Toda la tarde transcurrió así. El enfermero de guardia
estaba nervioso, “¿aún no puede comer?, ¿sigue vomitando?, deje le hablo al
doctor, no encuentro al doctor, pero ya mero le toca la metoclopramida, ¿otra
vez vomitó?, ya está vomitando puro jugo gástrico, ya vi al doctor, ya me dijo
qué medicina le ponga, a ver si ya puede comer”.
Pude cenar gelatina. Me cayó como gloria en el estómago. Ya
me sentía feliz con eso.
Mi hermana Diana se fue a cuidarme durante la noche. Cerca
de las 10pm llegó el cirujano y me explicó que todo salió bien, que pudo
retirar todo, que tenía más ganglios de los que creyó en un inicio, que todos
los mandó a examinar al laboratorio, que algunos fueron difíciles de retirar
porque ya se estaban incrustando en las venas y ahora a esperar los resultados
del laboratorio.
Me tranquilicé de saber que el cáncer se había ido. Me sentí
muy agradecida y dormí como pude y lo que pude, con la herida desde atrás de la
oreja que baja por todo el cuello y termina en la tiroides, con el tubo cosido
a mi piel que drenaba líquido, con el ruido de las enfermeras allá afuera,
porque me había tocado justo la habitación frente a su estación.

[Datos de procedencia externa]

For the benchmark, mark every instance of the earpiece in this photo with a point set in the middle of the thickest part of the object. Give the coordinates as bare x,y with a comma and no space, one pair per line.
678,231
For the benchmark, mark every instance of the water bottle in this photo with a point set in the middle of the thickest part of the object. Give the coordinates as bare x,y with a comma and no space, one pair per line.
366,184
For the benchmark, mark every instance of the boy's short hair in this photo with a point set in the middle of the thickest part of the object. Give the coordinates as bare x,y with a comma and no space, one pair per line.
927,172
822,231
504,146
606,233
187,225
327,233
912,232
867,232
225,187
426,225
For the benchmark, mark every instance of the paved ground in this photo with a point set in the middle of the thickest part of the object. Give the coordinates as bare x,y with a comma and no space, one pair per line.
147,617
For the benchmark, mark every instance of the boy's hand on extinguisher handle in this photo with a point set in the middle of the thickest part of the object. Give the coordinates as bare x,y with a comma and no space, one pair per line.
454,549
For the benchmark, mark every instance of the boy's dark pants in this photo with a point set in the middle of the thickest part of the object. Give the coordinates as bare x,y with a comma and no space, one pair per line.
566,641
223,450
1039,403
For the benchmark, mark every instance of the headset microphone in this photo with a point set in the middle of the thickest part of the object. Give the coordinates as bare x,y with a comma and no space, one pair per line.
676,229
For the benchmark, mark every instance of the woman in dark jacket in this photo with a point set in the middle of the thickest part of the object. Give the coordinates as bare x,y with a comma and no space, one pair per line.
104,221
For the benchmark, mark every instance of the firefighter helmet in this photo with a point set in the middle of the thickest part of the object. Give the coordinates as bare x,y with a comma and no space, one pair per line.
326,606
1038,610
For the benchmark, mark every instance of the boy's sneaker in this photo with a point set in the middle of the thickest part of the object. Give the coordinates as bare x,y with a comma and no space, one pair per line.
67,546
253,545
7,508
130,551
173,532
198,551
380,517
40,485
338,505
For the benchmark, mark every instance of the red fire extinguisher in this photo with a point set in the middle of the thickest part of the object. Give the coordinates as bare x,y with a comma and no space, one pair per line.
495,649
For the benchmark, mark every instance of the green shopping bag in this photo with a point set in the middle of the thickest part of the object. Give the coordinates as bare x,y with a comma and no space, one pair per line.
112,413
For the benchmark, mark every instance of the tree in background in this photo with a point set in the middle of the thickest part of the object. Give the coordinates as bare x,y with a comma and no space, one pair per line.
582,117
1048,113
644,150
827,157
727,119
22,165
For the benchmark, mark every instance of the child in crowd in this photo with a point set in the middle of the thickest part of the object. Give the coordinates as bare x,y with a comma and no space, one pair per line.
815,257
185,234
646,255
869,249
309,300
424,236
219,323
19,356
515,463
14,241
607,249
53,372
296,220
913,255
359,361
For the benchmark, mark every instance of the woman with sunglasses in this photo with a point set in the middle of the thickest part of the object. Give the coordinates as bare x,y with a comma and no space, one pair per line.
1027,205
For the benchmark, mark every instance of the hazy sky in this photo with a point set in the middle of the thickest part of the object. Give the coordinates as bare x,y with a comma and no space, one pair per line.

En la mañana me sentí feliz porque me iba a casa, desayuné
toda la comida que pude y más o menos a las 10 am ya llegó el cirujano a darme
el alta. Pensé que cuando estuviera en mi espacio, todo sería más fácil, como
si el hecho de cambiar de un lugar a otro borrara la enfermedad del cáncer.